Red Canary’s 2022 Threat Detection Report (PDF) analyzed more than 30,000 confirmed threats across the firm’s customer base. The report notes that ransomware criminals have responded to improving target company backups by introducing sensitive data exfiltration and the threat of exposure (double extortion). “Backups will allow an organization to get back up and running more easily, but will not protect you against leaked data,” according to the report.
However, it is worth exploring the latest format-preserving encryption or cloud-based vaultless tokenization offerings to protect sensitive data. If both the systems (backups) and data (encryption/tokenization) are protected, then the need to pay a ransom is reduced. If the criminals are not paid, they will cease to use ransomware, and move instead to a new or more rewarding type of attack. Note, however, that a third extortion method remains – the addition of a DDoS attack (sometimes called ‘triple extortion’).
“An adversary known as Fancy Lazarus (no affiliation to Fancy Bear [although the group has claimed to be Fancy Bear] or Lazarus Group) extorted victims by threatening to conduct a distributed denial of service (DDoS) intrusion if they didn’t pay,” notes Red Canary. The FBI first issued a Flash alert (MU-000132-DD) on the group in August 2020, and Proofpoint followed up with an analysis of a new campaign in June 2021. There are, of course, mitigations against DDoS available.
The move towards criminals living off the land (that is, using common commercial tools such as Cobalt Strike or built-in operating system tools) to avoid detection continues. Red Canary detected an increase in the criminal use of remote monitoring and management tools (RMM). RMM is legitimately used by help desk technicians to resolve issues on client computers. “These software suites,” warns the report, “allow users to remotely control hosts, providing adversaries with a user-friendly graphical interface, secure network connections via cloud hosted infrastructure, and host persistence.”
The reason for this development is simple. As malware detection has become more efficient, the criminals have moved towards a methodology that is difficult to detect. Legitimate tools are not automatically flagged as nefarious, allowing the adversary to get more deeply entrenched without or before detection.
Impacket is also being used. Impacket a collection of Python classes focused on providing low-level programmatic access to packets and some protocol implementations. “This is the first time that Impacket has made the top 10 threats,” according to the Red Canary report.
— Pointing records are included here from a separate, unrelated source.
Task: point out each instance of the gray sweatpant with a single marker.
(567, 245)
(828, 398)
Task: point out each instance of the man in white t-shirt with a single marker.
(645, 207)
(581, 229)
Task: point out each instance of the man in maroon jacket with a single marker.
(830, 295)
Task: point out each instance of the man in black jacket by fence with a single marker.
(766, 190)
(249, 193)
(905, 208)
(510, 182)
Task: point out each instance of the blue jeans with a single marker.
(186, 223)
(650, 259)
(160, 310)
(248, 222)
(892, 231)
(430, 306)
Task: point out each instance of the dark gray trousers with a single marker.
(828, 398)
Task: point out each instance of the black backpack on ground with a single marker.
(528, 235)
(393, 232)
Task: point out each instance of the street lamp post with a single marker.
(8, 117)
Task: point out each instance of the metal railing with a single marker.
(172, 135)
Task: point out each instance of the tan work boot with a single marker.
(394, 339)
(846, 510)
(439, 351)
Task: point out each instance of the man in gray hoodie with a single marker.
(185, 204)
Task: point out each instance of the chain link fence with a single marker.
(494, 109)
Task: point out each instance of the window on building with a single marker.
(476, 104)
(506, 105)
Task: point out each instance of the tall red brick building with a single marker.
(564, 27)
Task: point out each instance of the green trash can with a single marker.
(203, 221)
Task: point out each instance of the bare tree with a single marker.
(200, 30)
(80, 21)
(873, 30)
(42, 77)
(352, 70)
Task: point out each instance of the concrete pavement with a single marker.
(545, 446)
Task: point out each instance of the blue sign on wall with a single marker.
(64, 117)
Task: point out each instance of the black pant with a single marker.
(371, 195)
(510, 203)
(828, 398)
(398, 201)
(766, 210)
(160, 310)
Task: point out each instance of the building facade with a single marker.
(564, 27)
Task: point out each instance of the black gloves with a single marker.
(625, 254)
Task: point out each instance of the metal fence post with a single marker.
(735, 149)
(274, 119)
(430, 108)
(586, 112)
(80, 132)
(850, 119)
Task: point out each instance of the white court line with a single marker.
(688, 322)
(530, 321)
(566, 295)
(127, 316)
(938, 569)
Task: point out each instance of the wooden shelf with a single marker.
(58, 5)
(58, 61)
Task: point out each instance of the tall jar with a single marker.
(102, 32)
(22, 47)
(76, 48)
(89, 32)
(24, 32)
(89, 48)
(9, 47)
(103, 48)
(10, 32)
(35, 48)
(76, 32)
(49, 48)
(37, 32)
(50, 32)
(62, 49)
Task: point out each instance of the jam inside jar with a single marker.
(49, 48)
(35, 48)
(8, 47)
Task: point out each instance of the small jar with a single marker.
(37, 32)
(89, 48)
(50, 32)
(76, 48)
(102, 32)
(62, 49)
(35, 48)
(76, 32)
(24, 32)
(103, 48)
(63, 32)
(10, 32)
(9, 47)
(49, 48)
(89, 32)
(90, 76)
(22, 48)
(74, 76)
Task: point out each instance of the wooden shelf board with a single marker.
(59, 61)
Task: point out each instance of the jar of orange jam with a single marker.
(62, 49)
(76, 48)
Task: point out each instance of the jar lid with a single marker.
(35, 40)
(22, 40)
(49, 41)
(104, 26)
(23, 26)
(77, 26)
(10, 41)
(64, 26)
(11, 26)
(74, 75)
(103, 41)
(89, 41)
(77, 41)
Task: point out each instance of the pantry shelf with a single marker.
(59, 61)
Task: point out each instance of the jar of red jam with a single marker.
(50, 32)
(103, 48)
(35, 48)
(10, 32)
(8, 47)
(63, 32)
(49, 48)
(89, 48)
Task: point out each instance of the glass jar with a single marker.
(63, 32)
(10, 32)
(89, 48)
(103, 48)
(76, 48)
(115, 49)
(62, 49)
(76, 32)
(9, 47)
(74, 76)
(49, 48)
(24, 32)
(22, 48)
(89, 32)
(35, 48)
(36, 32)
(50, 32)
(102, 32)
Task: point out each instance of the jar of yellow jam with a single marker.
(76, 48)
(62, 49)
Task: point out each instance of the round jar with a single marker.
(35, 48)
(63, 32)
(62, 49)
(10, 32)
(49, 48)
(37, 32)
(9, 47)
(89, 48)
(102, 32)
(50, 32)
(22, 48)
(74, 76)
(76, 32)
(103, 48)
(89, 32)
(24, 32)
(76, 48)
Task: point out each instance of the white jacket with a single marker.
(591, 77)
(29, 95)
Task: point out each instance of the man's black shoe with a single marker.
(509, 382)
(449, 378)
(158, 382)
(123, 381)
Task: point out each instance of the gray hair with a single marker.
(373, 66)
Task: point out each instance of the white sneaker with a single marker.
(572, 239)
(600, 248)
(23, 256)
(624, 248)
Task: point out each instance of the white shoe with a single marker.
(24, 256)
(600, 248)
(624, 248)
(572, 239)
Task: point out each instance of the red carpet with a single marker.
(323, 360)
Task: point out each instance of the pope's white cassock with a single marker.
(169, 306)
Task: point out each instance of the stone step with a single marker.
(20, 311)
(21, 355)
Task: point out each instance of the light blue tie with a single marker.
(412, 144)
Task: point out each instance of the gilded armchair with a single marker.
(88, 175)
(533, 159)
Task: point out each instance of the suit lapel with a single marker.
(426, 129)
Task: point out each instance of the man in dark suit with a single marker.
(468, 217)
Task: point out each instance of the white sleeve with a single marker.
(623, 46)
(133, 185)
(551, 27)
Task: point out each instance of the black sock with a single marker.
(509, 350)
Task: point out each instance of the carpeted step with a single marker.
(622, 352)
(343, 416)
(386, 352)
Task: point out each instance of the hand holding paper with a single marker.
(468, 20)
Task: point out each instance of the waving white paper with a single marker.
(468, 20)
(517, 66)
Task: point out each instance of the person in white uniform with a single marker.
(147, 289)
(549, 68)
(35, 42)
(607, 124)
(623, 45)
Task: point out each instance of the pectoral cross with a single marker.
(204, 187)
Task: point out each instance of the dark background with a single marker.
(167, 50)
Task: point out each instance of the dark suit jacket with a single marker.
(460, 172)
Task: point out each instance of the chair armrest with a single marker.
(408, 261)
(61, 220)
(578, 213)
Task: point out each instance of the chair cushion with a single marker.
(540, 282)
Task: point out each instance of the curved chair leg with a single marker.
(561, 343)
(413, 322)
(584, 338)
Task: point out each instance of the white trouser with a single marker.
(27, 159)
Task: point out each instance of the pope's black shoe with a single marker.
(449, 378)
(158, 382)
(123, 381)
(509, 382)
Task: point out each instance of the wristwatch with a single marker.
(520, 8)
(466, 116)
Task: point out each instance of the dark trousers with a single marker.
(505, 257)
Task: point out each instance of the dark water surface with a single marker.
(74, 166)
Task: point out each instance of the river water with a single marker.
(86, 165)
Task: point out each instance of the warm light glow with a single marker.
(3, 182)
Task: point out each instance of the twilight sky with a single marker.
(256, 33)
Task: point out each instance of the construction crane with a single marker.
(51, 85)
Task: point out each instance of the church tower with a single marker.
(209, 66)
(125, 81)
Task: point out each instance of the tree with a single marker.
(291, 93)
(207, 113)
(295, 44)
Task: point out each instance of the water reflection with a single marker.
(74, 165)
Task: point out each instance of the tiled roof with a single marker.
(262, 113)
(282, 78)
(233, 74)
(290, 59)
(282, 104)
The third continuing trend highlighted in the report is the move towards malware-as-a-service. This is an example of the business efficiency of the modern criminal. By using affiliates, the malware developers can increase their own profits while remaining more hidden from law enforcement and security researchers. For legitimate business, it means that many more unsophisticated attackers can use sophisticated malware. “This model has now become the norm for bad actors,” says Red Canary. “Between Phishing-as-a-Service (PhaaS), Access-as-a-Service, and Crypters-as-a-Service, it has never been easier to find an adversary for hire.”
The report also highlights four new or noteworthy threats emerging in 2021. TA551, an email-based threat actor, was the top threat – affecting more than 10% of the firm’s customers. Rose Flamingo is a new activity cluster that focuses on opportunistic, financially motivated malware and uses SEO poisoning to lure victims. It is ranked at number 29 in the top threats, having affected 1.1% of Red Canary’s customers. Silver Sparrow is a macOS activity cluster with fully functional distribution methods and infrastructure but no final payload.
The fourth, Gootkit, is ranked at number 9 in Red Canary’s top ten threats, affecting nearly 4% of its customers. Gootkit is not new, having been around for more than a decade. It is almost always delivered after the victim visits a compromised website. The firm believes it may be part of access broking for subsequent ransomware deliveries, but has also seen it dropping the Osiris banking trojan.
Denver, Colo.-based managed detection and response (MDR) firm Red Canary was founded in 2014 by Brian Beyer (CEO), Chris Rothe, and Keith McCammon (CSO). It raised $81 million in a Series C funding round led by Summit Partners in February 2021 following growth equity funding of $34 million in April 2021 – and has raised a total of $129.9M.